• hmm blah blah
    • test something
  • #publish-this
    • What

    • So I had a particular need to load a #[[scikit learn sklearn]] model trained with 0.20.4 on Databricks 10.4 and ran into some fun details

    • I was not initially able to use the Databricks 10.4 pinned version of scikit-learn , 0.24.x because of course there were #backwards-compatibility issues where trying to load the model gave me an error saying that ModuleNotFoundError: No module named 'sklearn.preprocessing.imputation' was not found basically because I learned that all the Imputers were moved over to sklearn.impute

    • I tried also just vetting the assumption that I can simply pip install this earlier version of scikit learn. And turned out that well yes I can. But,

    • IMG_8096

    • But then when I try to import sklearn , oops, that gives a strange error

    • IMG_8095

    • and trying to look for using #conda to the rescue , well I looked around on https://anaconda.org and I ended up seeing that there is 0.20.2 from cctbx and then I saw 0.20.3 from cdat-forge so then trying that I basically got

      
      (pandars310) $ conda install -c cdat-forge scikit-learn=0.20.3
      Collecting package metadata (current_repodata.json): done
      Solving environment: failed with initial frozen solve.

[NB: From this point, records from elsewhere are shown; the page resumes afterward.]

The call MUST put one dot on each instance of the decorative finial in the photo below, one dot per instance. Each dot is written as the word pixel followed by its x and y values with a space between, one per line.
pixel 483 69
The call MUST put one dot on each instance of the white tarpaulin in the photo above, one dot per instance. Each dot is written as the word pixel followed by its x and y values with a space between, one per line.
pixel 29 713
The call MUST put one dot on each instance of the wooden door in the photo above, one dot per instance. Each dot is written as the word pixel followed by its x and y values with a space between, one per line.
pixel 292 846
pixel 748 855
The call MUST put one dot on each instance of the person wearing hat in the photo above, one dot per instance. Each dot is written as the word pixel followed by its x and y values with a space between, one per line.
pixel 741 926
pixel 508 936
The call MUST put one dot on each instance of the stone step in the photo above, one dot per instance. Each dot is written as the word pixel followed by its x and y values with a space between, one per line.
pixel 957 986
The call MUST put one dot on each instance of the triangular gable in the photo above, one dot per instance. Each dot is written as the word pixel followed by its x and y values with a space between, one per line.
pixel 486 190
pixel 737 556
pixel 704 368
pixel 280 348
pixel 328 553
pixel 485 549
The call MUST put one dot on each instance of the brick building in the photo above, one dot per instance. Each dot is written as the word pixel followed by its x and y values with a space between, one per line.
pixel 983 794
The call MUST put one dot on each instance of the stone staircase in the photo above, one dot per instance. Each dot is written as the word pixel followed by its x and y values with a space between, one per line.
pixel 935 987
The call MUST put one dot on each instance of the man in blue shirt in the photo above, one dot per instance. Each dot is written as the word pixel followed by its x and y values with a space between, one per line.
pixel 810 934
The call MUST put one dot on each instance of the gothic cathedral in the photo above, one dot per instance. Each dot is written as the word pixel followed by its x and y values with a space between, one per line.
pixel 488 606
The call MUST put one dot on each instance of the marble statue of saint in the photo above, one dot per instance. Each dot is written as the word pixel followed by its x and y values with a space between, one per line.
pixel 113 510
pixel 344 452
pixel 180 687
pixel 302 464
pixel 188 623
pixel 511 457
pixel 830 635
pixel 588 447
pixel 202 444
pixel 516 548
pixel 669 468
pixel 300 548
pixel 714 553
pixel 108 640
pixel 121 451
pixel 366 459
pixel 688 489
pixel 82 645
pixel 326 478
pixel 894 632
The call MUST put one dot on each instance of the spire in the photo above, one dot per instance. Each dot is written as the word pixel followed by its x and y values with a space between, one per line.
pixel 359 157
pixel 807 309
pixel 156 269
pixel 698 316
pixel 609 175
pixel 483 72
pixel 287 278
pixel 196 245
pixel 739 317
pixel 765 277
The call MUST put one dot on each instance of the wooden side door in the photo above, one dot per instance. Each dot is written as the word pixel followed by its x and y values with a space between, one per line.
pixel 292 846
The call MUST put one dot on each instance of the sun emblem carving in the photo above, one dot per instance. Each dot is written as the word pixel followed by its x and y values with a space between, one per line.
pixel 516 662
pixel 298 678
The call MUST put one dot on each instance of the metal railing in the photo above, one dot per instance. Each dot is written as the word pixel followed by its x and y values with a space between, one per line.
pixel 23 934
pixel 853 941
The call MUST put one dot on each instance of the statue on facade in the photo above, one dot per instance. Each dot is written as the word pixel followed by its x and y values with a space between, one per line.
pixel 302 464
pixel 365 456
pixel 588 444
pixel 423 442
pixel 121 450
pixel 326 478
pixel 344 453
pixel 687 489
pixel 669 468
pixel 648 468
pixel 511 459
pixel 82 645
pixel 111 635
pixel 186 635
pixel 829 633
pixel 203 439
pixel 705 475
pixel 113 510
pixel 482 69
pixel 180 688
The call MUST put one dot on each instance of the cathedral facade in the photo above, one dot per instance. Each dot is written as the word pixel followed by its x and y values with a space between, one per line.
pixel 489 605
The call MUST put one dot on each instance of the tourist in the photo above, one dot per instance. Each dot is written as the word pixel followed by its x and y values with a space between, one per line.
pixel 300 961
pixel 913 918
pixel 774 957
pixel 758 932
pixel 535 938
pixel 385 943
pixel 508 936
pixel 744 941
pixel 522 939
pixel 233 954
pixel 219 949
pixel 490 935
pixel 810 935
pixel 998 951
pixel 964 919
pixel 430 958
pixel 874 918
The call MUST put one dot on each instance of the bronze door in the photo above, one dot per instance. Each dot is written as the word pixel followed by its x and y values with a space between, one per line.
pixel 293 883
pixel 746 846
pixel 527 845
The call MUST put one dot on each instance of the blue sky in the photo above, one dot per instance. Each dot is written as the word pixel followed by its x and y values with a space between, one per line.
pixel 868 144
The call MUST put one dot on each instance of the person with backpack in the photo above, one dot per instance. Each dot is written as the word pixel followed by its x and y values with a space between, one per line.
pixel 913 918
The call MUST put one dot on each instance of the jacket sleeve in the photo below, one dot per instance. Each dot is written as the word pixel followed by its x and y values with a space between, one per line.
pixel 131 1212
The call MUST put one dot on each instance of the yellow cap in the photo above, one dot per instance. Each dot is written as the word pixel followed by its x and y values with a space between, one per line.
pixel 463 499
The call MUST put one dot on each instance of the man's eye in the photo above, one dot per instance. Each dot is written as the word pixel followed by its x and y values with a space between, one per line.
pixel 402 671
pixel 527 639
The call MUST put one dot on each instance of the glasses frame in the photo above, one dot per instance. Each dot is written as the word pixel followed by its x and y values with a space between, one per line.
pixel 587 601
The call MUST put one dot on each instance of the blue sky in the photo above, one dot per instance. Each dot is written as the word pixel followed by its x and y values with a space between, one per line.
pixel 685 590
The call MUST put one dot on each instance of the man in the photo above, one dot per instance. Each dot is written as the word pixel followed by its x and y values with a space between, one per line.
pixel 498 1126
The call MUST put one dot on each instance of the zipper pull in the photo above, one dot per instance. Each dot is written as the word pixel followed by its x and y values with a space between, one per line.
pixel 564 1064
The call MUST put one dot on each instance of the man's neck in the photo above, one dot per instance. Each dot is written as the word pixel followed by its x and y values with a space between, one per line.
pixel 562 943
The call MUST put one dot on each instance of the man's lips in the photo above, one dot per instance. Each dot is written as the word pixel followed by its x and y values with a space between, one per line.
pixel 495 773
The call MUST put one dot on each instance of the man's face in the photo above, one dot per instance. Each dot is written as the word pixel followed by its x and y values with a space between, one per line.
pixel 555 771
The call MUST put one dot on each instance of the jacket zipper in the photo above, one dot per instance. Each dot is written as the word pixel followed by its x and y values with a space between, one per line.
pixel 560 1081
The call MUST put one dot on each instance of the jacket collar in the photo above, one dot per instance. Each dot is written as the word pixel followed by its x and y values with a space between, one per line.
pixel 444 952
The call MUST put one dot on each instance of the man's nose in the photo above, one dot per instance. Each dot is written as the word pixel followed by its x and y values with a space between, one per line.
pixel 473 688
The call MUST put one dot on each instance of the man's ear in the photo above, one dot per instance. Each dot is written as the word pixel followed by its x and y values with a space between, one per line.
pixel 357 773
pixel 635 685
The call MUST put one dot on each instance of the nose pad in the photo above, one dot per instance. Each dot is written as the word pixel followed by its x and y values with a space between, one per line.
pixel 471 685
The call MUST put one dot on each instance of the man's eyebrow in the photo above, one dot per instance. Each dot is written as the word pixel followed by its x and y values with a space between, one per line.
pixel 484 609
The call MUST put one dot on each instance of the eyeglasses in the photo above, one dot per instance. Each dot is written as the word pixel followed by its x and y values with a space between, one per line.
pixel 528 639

Retrying with flexible solve.
      Solving environment: failed with repodata from current_repodata.json, will retry with next repodata source.
      Collecting package metadata (repodata.json): done
      Solving environment: failed with initial frozen solve. Retrying with flexible solve.
      Solving environment: | 
      Found conflicts! Looking for incompatible packages.
      This can take several minutes.  Press CTRL-C to abort.
      failed                                                                                         
      
      UnsatisfiableError: The following specifications were found
      to be incompatible with the existing python installation in your environment:
      
      Specifications:
      
        - scikit-learn=0.20.3 -> python[version='>=2.7,<2.8.0a0|>=3.7,<3.8.0a0|>=3.6,<3.7.0a0']
      
      Your python: python=3.10
      
      If python is on the left-most side of the chain, that's the version you've asked for.
      When python appears to the right, that indicates that the thing on the left is somehow
      not available for the python version you are constrained to. Note that conda will not
      change your python version to a different minor version unless you explicitly specify
      that.
      
    • So aha I learned that if I want to use this earlier version of scikit learn then I would need <3.8 basically but Databricks 10.4 has pinned python 3.8 so basically that is a no go and this model just needs to be retrained to be used.